“Make sure you pay your taxes,” former President Richard Nixon told David Frost in a television interview in 1977. “Otherwise, you can get in a lot of trouble.”
If Nixon were advising presidential candidates today, he might add: “And release your tax returns.”
Since President Trump took office, dozens of states, including Virginia, have considered — and rejected — requiring presidential candidates to release their tax returns in order to appear on state ballots.
But California Gov. Gavin Newsom, a Democrat, Tuesday signed the Presidential Tax Transparency and Accountability Act, which passed on party line votes in the legislature.
To appear on the Democratic or Republican primary ballot, presidential and gubernatorial candidates now must release five years of tax returns, which will be posted online.
“These are extraordinary times and states have a legal and moral duty to do everything in their power to ensure leaders seeking the highest offices meet minimal standards, and to restore public confidence,” Newsom said in a signing statement.
See you in court, replied the Trump campaign, which contends the new law is unconstitutional.
Gov. Jerry Brown, a Democrat, vetoed a very similar bill in 2017, warning of a slippery slope. Next time, it could be a red state demanding a birth certificate or health records, Brown warned.
If the law withstands judicial scrutiny, Trump must release his returns by November for the March 3 primary. The law does not affect the general election in November 2020.
Trump says voters elected him even though he refused to release his returns. He has a point. If voters cared, they could have flocked to rival Jeb Bush, who set a record by releasing 33 years of tax returns in 2016.
The Constitution lists only three qualifications for president: at least 35 years old, a citizen born in the United States and a resident in the United States for at least 14 years. So how did we get here?
The Constitution also gives states authority to decide how their electors are chosen. Each state writes its own laws setting the rules for candidates to appear on state ballots, such as petitions with signatures of a certain number of registered voters.
Federal courts have struck down several state laws involving congressional elections, including term limits. The California law raises questions about what restrictions states can place on presidential candidates.
We see the tax returns of presidential candidates and presidents because of a tradition that began after a scandal involving Nixon, according to Joseph J. Thorndike, director of the tax history project of Tax Analysts and author of several books on taxation, who appeared before a congressional panel in February.
Newspapers published stories based on leaks of details of Nixon’s tax returns, showing he had paid just $792 in federal income taxes in 1970 and $873 in 1971.

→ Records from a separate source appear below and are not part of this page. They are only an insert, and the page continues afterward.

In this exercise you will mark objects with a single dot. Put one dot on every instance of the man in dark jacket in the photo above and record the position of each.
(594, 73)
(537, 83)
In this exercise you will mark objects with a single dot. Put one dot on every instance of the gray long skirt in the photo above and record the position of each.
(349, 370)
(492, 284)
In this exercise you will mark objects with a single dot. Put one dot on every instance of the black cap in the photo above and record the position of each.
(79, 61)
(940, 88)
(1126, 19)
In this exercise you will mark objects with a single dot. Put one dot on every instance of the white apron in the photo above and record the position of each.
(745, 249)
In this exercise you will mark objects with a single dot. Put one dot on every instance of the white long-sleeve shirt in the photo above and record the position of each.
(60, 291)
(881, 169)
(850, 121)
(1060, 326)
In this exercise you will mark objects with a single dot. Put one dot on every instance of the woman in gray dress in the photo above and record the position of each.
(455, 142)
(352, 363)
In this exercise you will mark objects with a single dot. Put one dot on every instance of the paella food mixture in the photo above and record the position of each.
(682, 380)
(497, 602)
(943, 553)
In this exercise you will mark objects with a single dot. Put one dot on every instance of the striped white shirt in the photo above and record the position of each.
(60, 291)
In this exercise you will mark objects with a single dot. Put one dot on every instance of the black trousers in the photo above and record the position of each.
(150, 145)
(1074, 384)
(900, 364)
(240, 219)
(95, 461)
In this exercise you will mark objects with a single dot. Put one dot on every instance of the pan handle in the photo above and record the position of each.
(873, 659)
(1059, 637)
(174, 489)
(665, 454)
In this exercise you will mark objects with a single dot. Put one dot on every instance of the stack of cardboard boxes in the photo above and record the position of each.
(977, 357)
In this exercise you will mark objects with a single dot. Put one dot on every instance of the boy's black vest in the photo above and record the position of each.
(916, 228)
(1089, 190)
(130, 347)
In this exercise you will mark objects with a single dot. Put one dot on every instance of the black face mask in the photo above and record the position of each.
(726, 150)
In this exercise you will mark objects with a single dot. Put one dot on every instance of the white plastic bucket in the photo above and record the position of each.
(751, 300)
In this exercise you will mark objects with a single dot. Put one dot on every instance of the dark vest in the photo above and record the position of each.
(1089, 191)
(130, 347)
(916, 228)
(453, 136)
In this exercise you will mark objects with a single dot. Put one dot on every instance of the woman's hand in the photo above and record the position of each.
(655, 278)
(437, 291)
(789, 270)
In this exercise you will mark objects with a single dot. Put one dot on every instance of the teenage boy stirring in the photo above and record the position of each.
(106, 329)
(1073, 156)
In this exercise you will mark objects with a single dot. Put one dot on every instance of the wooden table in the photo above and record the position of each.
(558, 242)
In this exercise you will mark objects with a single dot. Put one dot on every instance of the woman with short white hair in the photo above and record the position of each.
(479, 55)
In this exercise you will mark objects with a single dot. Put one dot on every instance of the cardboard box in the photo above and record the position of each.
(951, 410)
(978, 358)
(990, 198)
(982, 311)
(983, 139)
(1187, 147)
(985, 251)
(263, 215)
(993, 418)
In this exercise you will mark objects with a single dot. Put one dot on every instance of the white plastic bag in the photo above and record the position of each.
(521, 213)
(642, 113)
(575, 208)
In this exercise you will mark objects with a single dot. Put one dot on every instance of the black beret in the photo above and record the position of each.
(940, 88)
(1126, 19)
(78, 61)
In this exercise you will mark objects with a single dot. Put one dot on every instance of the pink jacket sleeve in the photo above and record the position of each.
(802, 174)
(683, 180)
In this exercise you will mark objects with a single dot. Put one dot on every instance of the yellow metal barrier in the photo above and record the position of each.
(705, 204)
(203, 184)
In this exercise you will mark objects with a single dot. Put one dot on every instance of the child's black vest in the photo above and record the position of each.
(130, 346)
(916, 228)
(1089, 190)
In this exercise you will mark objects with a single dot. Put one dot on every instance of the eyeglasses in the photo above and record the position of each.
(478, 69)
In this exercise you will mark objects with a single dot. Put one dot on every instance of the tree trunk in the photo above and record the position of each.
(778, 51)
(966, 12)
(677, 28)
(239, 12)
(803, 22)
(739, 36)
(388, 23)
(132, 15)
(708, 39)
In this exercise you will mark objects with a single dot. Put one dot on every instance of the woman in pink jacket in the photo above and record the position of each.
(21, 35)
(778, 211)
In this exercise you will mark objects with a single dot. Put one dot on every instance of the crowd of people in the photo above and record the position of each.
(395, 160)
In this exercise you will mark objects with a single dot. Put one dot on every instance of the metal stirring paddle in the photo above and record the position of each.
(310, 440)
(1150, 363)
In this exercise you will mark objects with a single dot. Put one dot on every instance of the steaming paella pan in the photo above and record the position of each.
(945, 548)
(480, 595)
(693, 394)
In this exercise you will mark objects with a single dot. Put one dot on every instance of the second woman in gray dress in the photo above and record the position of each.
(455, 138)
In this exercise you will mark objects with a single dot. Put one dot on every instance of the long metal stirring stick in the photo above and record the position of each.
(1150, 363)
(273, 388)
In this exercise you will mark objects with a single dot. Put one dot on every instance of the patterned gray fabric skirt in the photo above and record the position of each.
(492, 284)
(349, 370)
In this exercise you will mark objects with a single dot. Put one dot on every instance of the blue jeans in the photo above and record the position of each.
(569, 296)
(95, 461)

“People have got to know whether or not their president is a crook,” Nixon said at a newspaper editors’ convention in November 1973. “Well, I am not a crook.”

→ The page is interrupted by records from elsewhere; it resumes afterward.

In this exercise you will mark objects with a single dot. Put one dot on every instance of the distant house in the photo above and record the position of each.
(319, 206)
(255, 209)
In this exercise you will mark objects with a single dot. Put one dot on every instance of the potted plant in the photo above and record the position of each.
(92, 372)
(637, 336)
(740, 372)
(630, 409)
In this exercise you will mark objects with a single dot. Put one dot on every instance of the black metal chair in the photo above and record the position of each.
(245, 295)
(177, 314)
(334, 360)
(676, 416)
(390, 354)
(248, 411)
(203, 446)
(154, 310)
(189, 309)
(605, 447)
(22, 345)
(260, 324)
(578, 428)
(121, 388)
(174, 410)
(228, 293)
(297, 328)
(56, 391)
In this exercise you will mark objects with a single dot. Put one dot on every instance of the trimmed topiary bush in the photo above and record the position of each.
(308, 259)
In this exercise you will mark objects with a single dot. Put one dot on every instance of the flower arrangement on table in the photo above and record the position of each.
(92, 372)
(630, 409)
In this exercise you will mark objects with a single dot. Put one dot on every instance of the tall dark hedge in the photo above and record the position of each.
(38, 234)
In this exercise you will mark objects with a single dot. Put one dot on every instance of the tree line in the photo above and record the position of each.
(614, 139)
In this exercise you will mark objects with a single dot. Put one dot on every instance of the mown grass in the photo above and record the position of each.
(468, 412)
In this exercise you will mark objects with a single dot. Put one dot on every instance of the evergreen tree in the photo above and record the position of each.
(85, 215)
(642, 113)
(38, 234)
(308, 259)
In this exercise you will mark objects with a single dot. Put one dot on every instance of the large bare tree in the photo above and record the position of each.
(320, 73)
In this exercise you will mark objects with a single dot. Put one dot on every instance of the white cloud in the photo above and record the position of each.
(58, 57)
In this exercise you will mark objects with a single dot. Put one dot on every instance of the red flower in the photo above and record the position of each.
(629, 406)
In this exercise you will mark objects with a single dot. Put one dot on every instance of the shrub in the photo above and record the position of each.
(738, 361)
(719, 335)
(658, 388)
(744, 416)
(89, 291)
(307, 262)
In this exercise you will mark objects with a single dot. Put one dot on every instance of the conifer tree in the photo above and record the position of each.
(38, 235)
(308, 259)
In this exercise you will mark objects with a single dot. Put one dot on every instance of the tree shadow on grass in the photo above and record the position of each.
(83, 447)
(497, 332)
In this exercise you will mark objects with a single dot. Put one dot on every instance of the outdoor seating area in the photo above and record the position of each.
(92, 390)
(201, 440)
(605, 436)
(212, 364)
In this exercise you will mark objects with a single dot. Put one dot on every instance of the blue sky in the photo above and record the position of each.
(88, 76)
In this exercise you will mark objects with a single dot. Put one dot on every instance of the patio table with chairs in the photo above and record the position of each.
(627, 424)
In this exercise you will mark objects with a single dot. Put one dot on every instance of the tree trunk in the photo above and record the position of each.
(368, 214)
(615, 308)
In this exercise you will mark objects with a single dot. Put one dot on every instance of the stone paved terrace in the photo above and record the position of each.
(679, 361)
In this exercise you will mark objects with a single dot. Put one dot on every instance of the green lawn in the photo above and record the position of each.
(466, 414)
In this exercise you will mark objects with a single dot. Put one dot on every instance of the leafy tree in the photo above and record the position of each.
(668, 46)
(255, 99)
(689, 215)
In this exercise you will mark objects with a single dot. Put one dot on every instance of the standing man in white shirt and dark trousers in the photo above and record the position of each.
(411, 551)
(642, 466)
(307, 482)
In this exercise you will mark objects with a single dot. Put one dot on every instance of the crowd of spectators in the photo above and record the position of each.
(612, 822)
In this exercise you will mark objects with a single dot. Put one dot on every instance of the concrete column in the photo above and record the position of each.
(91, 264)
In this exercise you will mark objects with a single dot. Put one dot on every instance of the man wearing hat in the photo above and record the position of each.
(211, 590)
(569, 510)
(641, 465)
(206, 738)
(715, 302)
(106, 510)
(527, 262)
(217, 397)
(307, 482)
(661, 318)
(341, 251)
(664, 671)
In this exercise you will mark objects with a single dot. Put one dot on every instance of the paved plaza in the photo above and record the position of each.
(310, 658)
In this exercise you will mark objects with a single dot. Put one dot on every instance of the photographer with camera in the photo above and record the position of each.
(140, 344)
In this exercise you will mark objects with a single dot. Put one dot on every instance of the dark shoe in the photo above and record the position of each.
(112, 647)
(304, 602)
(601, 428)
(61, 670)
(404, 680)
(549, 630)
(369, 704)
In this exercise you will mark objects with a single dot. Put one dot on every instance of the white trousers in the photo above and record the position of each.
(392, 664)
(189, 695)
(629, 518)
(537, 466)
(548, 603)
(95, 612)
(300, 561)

Three weeks later, he voluntarily released four years of tax returns to reporters and asked the Joint Committee on Taxation, Congress’ nonpartisan tax experts, to examine them.
The committee’s audit identified an improper deduction for his gift of his vice presidential papers to the National Archives as well as incorrect capital gains treatment on the sales of his apartment in New York and part of his property in San Clemente, Calif. The president owed $476,451 in back taxes and interest.
To this day, no one knows if Nixon paid up. No check was publicly shown, Nixon resigned because of Watergate and President Gerald Ford granted him a full pardon.
But since 1977, IRS policy has required an audit of every tax return filed by a sitting president and vice president, Thorndike said, and every president from Jimmy Carter to Barack Obama has released his tax returns during audits.
California’s new law is partisan and punitive fans, and it could backfire on Democrats. But Nixon was right: Americans do need to know whether their president is a crook. Like his predecessors, Trump should have released his tax returns, and he should do so now.